Dee, played by Corryn Cummins, was raised in a Catholic household during what was called the Baby Scoop Era when maternity homes coerced pregnant girls into giving up their babies for adoption. Cummins delivers a compelling performance as her character takes on the pain of having her newborn child ripped from her hands.
The second half of the play focuses on Corie, Dee's daughter, who struggles with an abusive adoptive family before being thrown in the foster care system. Michaela Slezak plays the rebellious, metal-loving Corie in a raw and evocative performance that walks the line between comic relief and tear jerker.
The supporting roles played by Adrian Gonzalez and Amy Harmon flowed with the shifting scenes as their presence in the unlit background often loomed over Dee and Corie's journey through time.

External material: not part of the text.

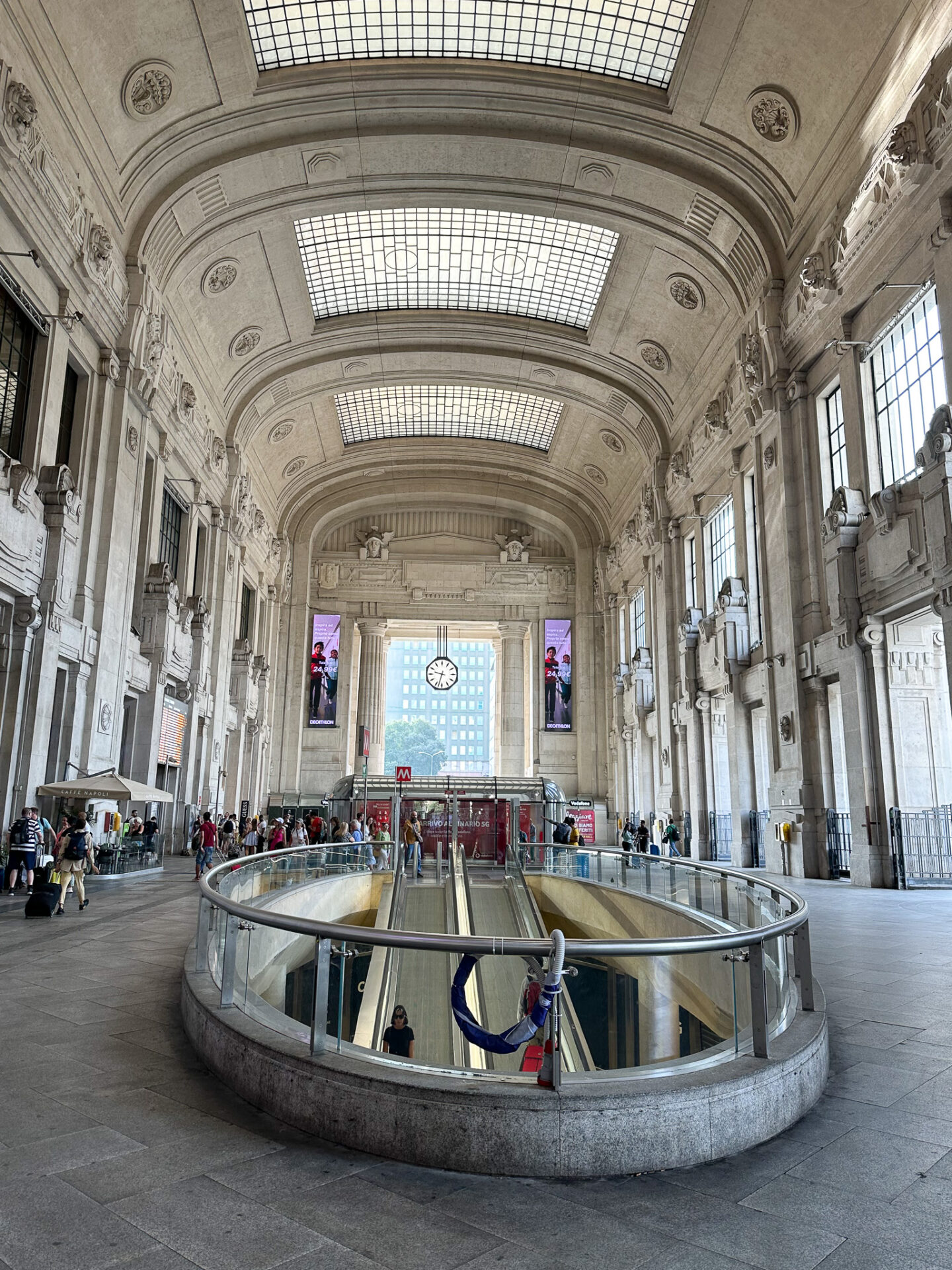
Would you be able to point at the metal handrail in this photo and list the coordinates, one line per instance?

Once in the spotlight, Gonzalez and Harmon transform into completely different characters within seconds as they step into each of their multiple roles.
From the cellist playing somber tunes to the lighting creating each scene like a movie, every element of the setting and background continue the story where words end. Each subtle detail further depicts the story lines, such as Dee's parents sitting with their backs to her in the corner as they ultimately turn their backs on her suffering.
The motif of growth is prevalent throughout the play as every seemingly trivial detail traces back to the importance of a person's roots. The characters present witty and well-written dialogue that challenges the audience to think about the dichotomy of good versus bad in modern society, especially as it pertains to women's behavior. The title of the play is more than just an eye-catcher and delivers the feminist message it proposes.
Don't miss the chance to experience "
Lord of the Underworld's Home for Unwed Mothers"
at Skylight Theatre running through May 28.